Shipping Rally Seen Curbed by Clarkson as Owners Compete for Ore

October 24, 2012

Shipping rates for hauling iron ore, which more than doubled this month, may be poised to snap the rally as competition intensifies to load cargoes from Brazil, said Clarkson Plc (CKN), the world’s largest shipbroker.

Rates for Capesizes moving about 160,000 metric tons of the raw material jumped to $18,388 a day yesterday from $8,039 on Sept. 28, according to data from the London-based Baltic Exchange, a publisher of costs on more than 50 maritime routes. The price was the highest since January.

The advance may spur more owners with ships in the Atlantic Ocean to compete to take Brazilian ore to Asia, causing the rally to reverse over the next several days, Guy Campbell, managing director of dry cargo at Clarkson, said by phone today. The “jury’s out” on what will happen after that, he said. Extra iron ore from Australia, West Africa and the South American country caused the rates to increase, he said.

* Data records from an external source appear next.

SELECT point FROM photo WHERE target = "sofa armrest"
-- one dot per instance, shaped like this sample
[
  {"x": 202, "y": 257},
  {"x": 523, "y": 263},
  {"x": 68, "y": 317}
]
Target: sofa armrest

“Generally, the extra iron-ore demand will continue to December, but in the short term, for the next week or so, we think rates will look toppy,” Campbell said. Owners who had previously preferred to keep ships in the Atlantic may seek charters for them now because rates sometimes decline in the first quarter, he said. The quickest round-trip between Brazil and China takes about 76 days, according to sea-distances.com, an online voyage-durations calculator.

Contracts that traders use to bet on, or hedge, the Baltic Exchange’s daily price assessments declined. November forward freight agreements fell 7.5 percent to $18,625 a day, according to data from Clarkson’s securities unit.

Extra Australian cargoes caused more ships to sail to the country and not to the Atlantic, Campbell said. That meant fewer were available to load Brazilian ore at a time when its cargo numbers were expanding, he said.